The decree sets out a set of criteria for establishing new parishes. The latter must have a resident priest can to carry out his religious functions. He must live at this place, which must be at least 20 kilometres from other Catholic parishes. At least 200 Christians must live in the area and they must be able to support the parish.
Under certain circumstances, a diocese can request that the criteria – resident priest and the minimum number of faithful – be waived.
Once the commission gives the green light, the proposal to establish a parish goes to the Minister of Culture, who brings it to the cabinet. If the latter approves, the minister will draft an official decree authorising the new parish
Every year, the Religions Department will prepare a list of all parishes (with addresses, real estate properties, resident priests). Under the decree, dioceses have two years since its approval to seek recognition for existing unauthorised parishes.
This complex process and its constraints have sparked different reactions, but the hope is that it will better meet the needs of the Catholic community.
Chainarong noted that “the development of the Church has led to the creation of new dioceses, the construction of new religious buildings, an increase in the land used, and the launch of more than 300 educational initiatives; yet many facilities have not been granted legal ownership of their assets.”

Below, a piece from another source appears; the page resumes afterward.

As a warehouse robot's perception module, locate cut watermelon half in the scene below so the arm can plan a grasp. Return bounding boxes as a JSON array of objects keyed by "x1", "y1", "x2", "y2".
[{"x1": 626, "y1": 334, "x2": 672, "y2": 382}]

The existing law was written in a bygone era. “It is not surprising that we need an updated measure that takes into account the current situation and provides greater certainty and guarantees for the future.”
For Chainarong, governments are slow to implement new laws. “This is even more so when, as in this case, it is necessary to include apparently minor but still important issues that lead to long negotiations between government representatives and the Bishops' Conference.”